Kitab 2 Korintus 5: 1
Karena kami tahu, bahwa jika kemah tempat kediaman kita di bumi ini dibongkar, Allah telah menyediakan suatu tempat kediaman di sorga bagi kita, suatu tempat kediaman yang kekal, yang tidak dibuat oleh tangan manusia.

Bahwa Tuhan Yesus meyediakan rumah bagi kita di Sorga tidaklah diragukan. Bahwa Sorga ternyata bertingkat‐tingkat, ternyata memang, ya. Rasul Paulus sendiri mengatakan:
Aku harus bermegah, sekalipun memang hal itu tidak ada faedahnya, namun demikian aku hendak memberitakan penglihatan‐penglihatan dan penyataan‐penyataan yang kuterima dari Tuhan.
Aku tahu tentang seorang Kristen; empat belas tahun yang lampau‐‐entah di dalam tubuh, aku tidak tahu, entah di luar tubuh, aku tidak tahu, Allah yang mengetahuinya‐‐orang itu tiba‐tiba diangkat ke tingkat yang ketiga dari sorga.

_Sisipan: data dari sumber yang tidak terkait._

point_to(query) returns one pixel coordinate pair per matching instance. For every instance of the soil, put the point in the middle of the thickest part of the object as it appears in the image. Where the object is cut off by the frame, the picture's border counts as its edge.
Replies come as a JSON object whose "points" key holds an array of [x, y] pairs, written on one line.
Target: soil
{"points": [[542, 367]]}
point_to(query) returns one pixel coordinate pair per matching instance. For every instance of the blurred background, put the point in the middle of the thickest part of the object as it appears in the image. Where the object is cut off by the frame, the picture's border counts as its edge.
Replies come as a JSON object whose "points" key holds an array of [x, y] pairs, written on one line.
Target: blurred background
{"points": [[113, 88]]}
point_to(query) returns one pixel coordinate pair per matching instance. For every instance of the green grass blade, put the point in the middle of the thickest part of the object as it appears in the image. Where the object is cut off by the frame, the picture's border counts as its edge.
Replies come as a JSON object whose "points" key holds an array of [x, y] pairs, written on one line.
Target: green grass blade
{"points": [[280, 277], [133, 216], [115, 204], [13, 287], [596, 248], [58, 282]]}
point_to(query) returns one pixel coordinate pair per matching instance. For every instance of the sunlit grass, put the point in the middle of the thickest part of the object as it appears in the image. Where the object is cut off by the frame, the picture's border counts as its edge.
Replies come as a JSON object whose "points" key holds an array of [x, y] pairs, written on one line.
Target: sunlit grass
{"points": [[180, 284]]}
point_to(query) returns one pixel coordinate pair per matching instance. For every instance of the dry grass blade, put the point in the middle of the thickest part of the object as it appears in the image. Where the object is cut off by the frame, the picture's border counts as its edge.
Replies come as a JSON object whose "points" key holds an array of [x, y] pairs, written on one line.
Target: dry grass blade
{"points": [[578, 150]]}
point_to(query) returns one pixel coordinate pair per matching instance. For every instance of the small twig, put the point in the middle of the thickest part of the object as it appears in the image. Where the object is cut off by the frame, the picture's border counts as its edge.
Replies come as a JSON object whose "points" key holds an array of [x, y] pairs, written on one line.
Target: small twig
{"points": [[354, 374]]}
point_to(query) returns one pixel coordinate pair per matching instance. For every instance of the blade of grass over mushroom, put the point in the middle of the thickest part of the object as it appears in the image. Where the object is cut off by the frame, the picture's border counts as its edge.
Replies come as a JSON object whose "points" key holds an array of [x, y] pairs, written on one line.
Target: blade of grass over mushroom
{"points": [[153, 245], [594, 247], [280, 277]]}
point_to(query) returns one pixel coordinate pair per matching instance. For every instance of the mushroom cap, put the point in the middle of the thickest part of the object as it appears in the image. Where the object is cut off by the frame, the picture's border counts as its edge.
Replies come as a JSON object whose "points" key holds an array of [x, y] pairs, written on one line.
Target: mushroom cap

Aku juga tahu tentang orang itu, ‐‐entah di dalam tubuh entah di luar tubuh, aku tidak tahu, Allah yang mengetahuinya‐‐ ia tiba‐tiba diangkat ke Firdaus dan ia mendengar kata‐kata yang tak terkatakan, yang tidak boleh diucapkan manusia.

2 Korintus 12: 1‐4
Kalau Sorga bertingkat‐tingkat, maka kesaksian banyak orang yang berkata, bahwa ukuran rumah kita juga kelak berbeda‐beda, jelas memang demikian. Sebagimana banyak orang mengalami kemajuan yang pesat dalam Tuhan, sehingga rumah yang di siapkan baginya pun bertambah besar dan indah, maka jika seorang makin mundur, rumahnya pun mengecil bahkan bisa hilang.
Tiap ketaatan kita, tiap buah roh yang muncul, tiap ujian yang bisa kita lewati, tiap hal yang menyukakan hati‐Nya, lewat sikap hati dan perjalanan hidup kia, akan membuat bangunan rumah kita makin besar dan indah.

Tiap tugas yang bisa kita selesaikan, tiap penderitaan yang dengan syukur kita jalani, tiap perendahan karena nama Tuhan Yesus yang harus kita alami, semuanya membuat rumah kita semakin cemerlang.

Tiap harga yang kita bayar, tiap kesakitan dalam penderitaan dalam nama Tuhan, membuat segalanya makin menampakkan kemuliaan Tuhan.
Sebaliknya makin hati kita tawar dan menjauh daripada‐Nya, tiap gerutuan dan sungut‐sungut, tiap kedagingan dan ketidaktaatan, akan makin memudarkan segala sesuatunya.

Amsal 24: 3‐4 berkata:
“Dengan hikmat rumah didirikan, dengan kepandaian itu ditegakkan, dan dengan pengertian kamar‐kamar diisi dengan bermacam‐macam harta benda yang berharga dan menarik.”